# taz.de -- Sicherheit im Skirennsport: Freie Fahrt ins Risiko
       
       > Im alpinen Skirennsport mehren sich die Stürze. Neben der höheren Zahl an
       > Wettbewerben spielt auch der erhöhte Druck auf die Athleten eine Rolle.
       
 (IMG) Bild: Von der Piste direkt ins Krankenhaus: Barnabas Szöllös erlitt an der Streif in Kitzbühel mehrere Gesichtsbrüche
       
       Wie schon seit Jahrzehnten lagen auch diesmal in Kitzbühel die schönen und
       schlechten Seiten des alpinen Skirennsports nah beieinander. Während am
       Samstag, genau sechs Jahre nach seinem spektakulären Abfahrtssieg auf der
       Streif, Thomas Dreßen im Zielraum von seinen Teamkollegen mit Schampus nach
       seinem letzten Weltcuprennen in die „Rente“ verabschiedet wurde, schepperte
       auch ein Song der „Toten Hosen“ aus den Lautsprechern. „An Tagen wie diesen
       / wünscht man sich Unendlichkeit …“
       
       Die gibt es jedoch auch im Skisport nicht, und nachdem das Knie von Dreßen
       nach mehreren Operationen in den zurückliegenden Jahren und langer
       Verletzungsmisere zu ramponiert war, um die Extrembelastungen auf den
       steilen Eispisten auszutarieren („Das lässt mein Körper nicht mehr zu“),
       verabschiedete sich dieser mit Tränen in den Augen mit gerade mal 30 Jahren
       aus dem Profisport.
       
       Tage zuvor hatte es im Training auf der Streif wieder schwere Stürze
       gegeben. [1][Den für Israel startenden gebürtigen Ungarn Barnabas Szöllös]
       hatte es nach der Mausefalle heftig nach dem Verschneiden seiner Skier
       erwischt. Er prallte mit dem Kopf auf die Eispiste, woraufhin sein Helm
       davonflog und er ins Fangnetz krachte. Er wurde mit dem Helikopter ins
       Klinikum nach Innsbruck gebracht.
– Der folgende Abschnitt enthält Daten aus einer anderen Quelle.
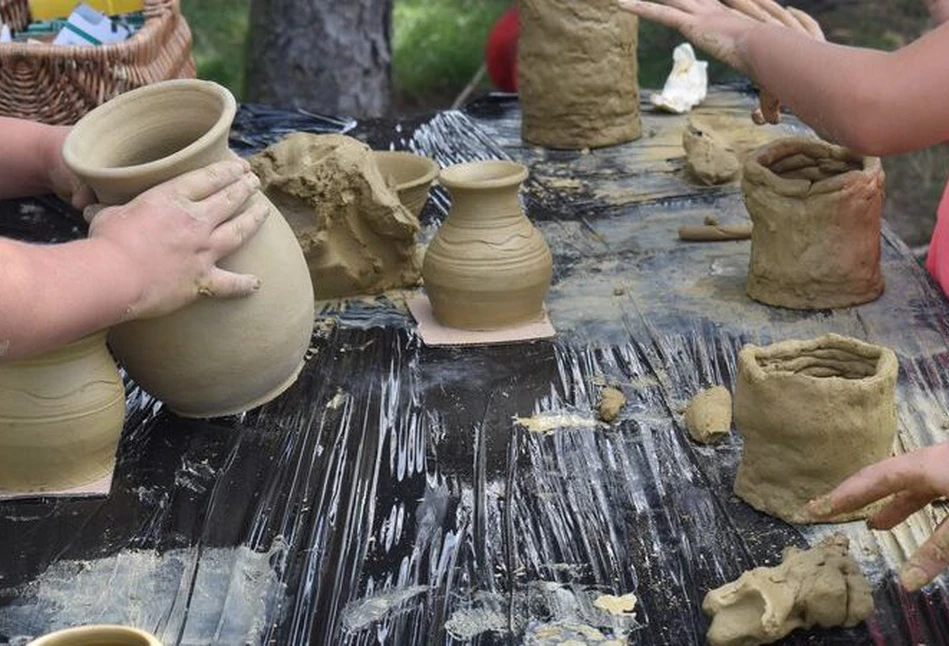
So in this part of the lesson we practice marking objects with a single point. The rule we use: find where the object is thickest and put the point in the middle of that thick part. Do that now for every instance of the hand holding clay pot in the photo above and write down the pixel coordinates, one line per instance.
(170, 237)
(914, 480)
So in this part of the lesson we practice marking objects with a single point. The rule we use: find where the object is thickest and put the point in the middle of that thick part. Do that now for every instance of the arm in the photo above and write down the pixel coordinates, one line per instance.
(874, 102)
(146, 258)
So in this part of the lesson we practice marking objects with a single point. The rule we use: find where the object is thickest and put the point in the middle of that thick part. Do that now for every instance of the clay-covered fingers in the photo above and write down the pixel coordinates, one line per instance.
(219, 283)
(204, 182)
(928, 561)
(872, 483)
(229, 236)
Diagnose: mehrere Frakturen im Gesichts-
       und Kieferbereich.
       
       Der Kitzbüheler Rennchef Mario Mittermayer-Weinhandl erklärte, Szöllös
       werde wohl keine bleibenden Schäden davontragen. Am Dienstag wurde er aus
       der Klinik entlassen. Letztes Wochenende war auch die große Rivalin [2][von
       Mikaela Shiffrin (USA)], die Slowakin Petra Vlhová, gestürzt. Bei ihrem
       „Heimrennen“ in Jasna zog sie sich im Riesenslalom einen Kreuz-und
       Innenbandriss im Knie zu. Saisonende.
       
       ## Frage der Eigenverantwortung?
       
       Der Renndirektor des Skiweltverbandes (FIS) Markus Waldner, einst selbst
       Rennläufer, sieht für die aktuelle Verletzungsmisere nicht nur [3][den
       übervollen Rennkalender] als Ursache. „Der alpine Skirennsport ist schon
       immer eine verletzungsanfällige Risikosportart gewesen, noch dazu in der
       freien Natur bei teils schwierigen Schnee-, Eis-, Sicht- und
       Windverhältnissen.“
       
       Zudem verweist der studierte Sportwissenschaftler auch auf die
       Eigenverantwortung der Fahrer und den Spagat zwischen dem Risiko, den
       einzelne Athleten auf der Hatz um eine gute Platzierung eingehen.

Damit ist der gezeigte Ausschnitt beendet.